Turkey and China, which are both embroiled in political and trade clashes with the U.S., are harder to factor. Turkey is a major conduit for oil in the Middle East while China is one of the world’s biggest importers of crude.
On Monday, Iranian Oil Minister Bijan Zanganeh said France’s Total TOT, +1.48% has left a natural-gas project in Iran’s South Pars field.
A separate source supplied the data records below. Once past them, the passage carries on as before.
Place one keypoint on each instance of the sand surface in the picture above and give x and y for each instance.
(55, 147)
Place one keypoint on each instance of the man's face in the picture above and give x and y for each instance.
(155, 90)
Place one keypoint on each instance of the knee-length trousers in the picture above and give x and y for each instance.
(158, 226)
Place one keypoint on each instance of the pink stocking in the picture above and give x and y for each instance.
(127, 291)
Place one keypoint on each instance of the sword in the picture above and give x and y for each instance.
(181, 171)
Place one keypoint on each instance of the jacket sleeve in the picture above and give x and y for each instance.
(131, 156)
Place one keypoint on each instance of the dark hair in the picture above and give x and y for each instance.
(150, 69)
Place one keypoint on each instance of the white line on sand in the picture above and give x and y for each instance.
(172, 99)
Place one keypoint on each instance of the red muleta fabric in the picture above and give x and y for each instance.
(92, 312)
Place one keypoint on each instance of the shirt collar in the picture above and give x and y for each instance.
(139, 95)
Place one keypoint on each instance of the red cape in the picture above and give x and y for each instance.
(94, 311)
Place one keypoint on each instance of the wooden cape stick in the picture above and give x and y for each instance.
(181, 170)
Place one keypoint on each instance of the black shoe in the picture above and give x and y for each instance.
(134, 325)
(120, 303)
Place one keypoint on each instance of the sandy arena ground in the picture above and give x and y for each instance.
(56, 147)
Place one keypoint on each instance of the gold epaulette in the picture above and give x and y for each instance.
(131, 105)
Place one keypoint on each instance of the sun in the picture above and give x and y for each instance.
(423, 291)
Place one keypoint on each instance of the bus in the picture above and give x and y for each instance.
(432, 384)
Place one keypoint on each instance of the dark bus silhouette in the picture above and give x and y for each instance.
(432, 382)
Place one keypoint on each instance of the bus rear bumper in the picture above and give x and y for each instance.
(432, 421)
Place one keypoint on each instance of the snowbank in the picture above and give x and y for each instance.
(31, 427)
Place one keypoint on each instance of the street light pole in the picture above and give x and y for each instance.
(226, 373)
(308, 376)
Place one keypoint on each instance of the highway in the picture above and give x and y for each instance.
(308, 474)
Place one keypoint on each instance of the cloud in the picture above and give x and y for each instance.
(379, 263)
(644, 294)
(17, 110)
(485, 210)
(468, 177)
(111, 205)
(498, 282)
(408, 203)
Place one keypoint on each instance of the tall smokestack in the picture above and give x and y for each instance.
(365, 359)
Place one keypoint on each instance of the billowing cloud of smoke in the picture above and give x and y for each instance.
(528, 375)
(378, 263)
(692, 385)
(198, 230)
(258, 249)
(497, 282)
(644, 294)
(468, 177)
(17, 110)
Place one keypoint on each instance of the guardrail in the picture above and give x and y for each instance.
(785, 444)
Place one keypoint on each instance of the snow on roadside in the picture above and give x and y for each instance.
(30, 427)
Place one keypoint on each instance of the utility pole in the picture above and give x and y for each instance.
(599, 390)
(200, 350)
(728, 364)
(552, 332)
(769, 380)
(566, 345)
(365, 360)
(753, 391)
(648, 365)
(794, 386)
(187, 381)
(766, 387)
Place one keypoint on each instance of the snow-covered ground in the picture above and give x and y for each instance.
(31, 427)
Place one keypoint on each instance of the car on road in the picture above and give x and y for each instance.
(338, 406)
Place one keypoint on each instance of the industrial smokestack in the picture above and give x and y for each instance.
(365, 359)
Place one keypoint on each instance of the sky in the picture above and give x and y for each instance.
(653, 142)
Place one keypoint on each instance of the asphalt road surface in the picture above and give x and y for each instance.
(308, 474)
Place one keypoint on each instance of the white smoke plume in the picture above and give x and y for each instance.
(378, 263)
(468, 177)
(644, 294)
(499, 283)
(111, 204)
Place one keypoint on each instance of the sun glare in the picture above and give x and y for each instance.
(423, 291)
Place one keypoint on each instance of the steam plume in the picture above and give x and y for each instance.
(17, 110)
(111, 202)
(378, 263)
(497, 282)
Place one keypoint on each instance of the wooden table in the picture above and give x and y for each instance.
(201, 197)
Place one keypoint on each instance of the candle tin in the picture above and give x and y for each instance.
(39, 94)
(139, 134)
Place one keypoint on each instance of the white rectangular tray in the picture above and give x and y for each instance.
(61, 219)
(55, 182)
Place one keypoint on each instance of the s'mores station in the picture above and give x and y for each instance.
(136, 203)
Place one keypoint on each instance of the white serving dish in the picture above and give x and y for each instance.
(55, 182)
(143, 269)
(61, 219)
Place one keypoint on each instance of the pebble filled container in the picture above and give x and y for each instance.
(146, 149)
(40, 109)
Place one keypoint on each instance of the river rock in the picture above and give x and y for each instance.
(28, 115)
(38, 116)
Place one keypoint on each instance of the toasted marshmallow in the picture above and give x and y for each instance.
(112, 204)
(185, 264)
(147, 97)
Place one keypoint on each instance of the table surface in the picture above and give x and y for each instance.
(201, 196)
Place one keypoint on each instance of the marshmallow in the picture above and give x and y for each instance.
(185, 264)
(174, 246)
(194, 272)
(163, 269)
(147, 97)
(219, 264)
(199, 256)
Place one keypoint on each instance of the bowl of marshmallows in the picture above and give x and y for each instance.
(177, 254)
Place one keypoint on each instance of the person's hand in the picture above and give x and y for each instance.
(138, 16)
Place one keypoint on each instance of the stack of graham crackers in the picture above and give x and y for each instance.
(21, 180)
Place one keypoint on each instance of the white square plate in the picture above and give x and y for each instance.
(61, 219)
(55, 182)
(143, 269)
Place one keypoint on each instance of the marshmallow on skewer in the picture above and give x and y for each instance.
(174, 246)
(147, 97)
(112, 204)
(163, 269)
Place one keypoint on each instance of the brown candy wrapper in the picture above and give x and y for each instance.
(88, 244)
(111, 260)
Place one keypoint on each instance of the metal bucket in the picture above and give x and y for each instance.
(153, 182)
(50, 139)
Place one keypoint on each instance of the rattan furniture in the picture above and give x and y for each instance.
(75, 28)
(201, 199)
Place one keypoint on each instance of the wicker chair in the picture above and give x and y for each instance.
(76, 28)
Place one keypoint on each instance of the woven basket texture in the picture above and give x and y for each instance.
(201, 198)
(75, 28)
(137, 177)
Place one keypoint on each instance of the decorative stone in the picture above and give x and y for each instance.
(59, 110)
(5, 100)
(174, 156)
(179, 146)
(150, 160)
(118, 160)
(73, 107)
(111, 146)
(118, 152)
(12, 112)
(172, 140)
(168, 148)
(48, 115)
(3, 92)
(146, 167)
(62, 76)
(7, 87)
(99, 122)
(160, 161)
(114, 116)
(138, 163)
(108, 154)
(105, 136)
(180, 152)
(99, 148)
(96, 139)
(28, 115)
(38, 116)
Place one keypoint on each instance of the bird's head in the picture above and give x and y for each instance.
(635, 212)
Separately, investors are paying attention to fraught negotiations between Beijing and Washington to end their protracted tariff clash, which market participants fear could roil global markets and accelerate an economic slowdown in China—bearish factors for oil demand should they manifest. Talks between the U.S. and China set to resume on Wednesday, but President Trump has said in a Reuters interview that he has low expectations for a resolution. The U.S. is scheduled to implement some additional tariffs on Chinese goods on Thursday.
“Fundamentally there have been three headwinds on the market: 1) trade angst weighing on demand expectations, 2) fears that Saudi Arabia will more aggressively act to regain market share since the policy change in June, and 3) still steadily rising U.S. production,” Tyler Richey, co-editor of the Sevens Report, told MarketWatch. “The first of those three has seen some relief so far this week and that has helped oil bounce so far this week with other risk assets.”
Looking ahead, energy investors will be on the look out for weekly inventory data from the American Petroleum Institute later Tuesday and the U.S. government early Wednesday. Analysts, on average, expect the EIA to report a decline of about 3.4 million barrels in last week’s crude stocks, according to an S&P Global Platts survey. They also expect a weekly fall of 400,000 barrels in gasoline supplies, but distillates are seen up by 2 million barrels.
On Monday, the Energy Department announced a notice of sale of 11 million barrels of crude oil from the Strategic Petroleum Reserve, which is part of a previously planned sales.
Elsewhere on Nymex, September natural gas NGU18, +0.75% rose 3 cents, or 1.1% at $2.972 per million British thermal units. September gasoline RBU8, +0.25% added a penny, or 0.6%, to reach $2.026 a gallon and September heating oil HOU8, +0.94% tacked on 0.4% to $2.121 a gallon.